MARA Investor Relations: ir@mara.com

MARA Media: mara-jf@joelefrank.com

 

Starwood Digital Ventures Contacts:

Dana Gorman / Mallory Griffin

H/Advisors Abernathy

dana.gorman@h-advisors.global / mallory.griffin@h-advisors.global

212.371.5999

 

 

 

FAQ

What is the new MARA (MARA) strategic agreement with Starwood Capital?

MARA entered a Strategic Agreement with Starwood Capital under which they will jointly develop, lease and market MARA’s U.S. bitcoin mining data center sites as hyperscale, enterprise and AI-capable digital infrastructure, using joint ventures where MARA holds 10%–50% ownership and Starwood manages development.

How much IT capacity do MARA and Starwood expect from this partnership?

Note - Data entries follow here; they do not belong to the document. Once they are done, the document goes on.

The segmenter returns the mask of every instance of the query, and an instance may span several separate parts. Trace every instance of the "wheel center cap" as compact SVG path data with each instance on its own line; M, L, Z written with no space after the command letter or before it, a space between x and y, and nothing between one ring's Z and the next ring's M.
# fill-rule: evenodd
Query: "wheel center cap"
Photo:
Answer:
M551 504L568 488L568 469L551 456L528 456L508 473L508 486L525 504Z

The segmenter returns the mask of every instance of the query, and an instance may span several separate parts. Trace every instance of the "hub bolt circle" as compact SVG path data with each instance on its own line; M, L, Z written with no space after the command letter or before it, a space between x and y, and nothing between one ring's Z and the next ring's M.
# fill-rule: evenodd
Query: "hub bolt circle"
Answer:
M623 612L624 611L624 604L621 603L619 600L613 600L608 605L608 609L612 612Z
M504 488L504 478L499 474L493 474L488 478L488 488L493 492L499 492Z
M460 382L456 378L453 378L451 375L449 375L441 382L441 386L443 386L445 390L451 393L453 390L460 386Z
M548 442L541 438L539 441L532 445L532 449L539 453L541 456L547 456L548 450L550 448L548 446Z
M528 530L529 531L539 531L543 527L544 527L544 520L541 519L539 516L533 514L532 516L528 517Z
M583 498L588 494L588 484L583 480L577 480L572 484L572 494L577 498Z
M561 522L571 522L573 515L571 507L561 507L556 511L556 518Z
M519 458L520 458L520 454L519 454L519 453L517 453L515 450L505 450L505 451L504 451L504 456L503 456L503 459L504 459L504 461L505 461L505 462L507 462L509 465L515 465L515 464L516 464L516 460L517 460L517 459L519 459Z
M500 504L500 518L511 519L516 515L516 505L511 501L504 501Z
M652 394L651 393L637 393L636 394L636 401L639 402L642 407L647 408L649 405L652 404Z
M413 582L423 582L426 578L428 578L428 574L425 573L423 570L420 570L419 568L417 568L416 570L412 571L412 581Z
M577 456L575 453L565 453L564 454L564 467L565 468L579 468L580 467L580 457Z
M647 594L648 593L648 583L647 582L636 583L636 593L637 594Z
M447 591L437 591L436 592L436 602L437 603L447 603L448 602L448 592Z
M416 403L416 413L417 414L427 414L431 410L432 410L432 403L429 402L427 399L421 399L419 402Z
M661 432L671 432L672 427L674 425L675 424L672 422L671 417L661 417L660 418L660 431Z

The joint platform is expected to deliver approximately 1 gigawatt of near-term IT capacity with a pathway to more than 2.5 gigawatts, converting and expanding MARA’s existing, power-rich sites into large-scale digital infrastructure for hyperscale, enterprise and AI workloads alongside Bitcoin mining.

How will the MARA–Starwood joint ventures at the data center sites work?

When triggers such as an executable lease with a qualifying hyperscaler are reached, MARA and Starwood can contribute a site into a new joint venture. MARA chooses a 10%–50% stake, Starwood serves as managing member, and capital calls can fund development and operations at each property.

What happens to MARA’s Bitcoin mining operations under this Starwood partnership?

For each property, MARA will either keep rent-free bitcoin mining rights and ownership of miners and related equipment under a lease or be compensated to relocate. Facilities are designed to support both Bitcoin mining and AI workloads, allowing MARA to shift activity in response to demand.

Can MARA be required to sell its powered land rights to Starwood?

Yes. If Starwood elects to proceed with a project after securing an executable lease with a hyperscaler tenant that meets agreed criteria, but MARA chooses not to proceed, MARA must sell its rights to the powered land at that asset to Starwood under the terms of the agreement.

What exit or liquidity options exist for MARA and Starwood in these joint ventures?

After a specified lock-out period, Starwood may force the sale of a joint venture property, subject to a right of first offer for MARA. MARA also gains a symmetric right to force a sale, subject to a similar right of first offer in favor of Starwood, creating structured liquidity paths.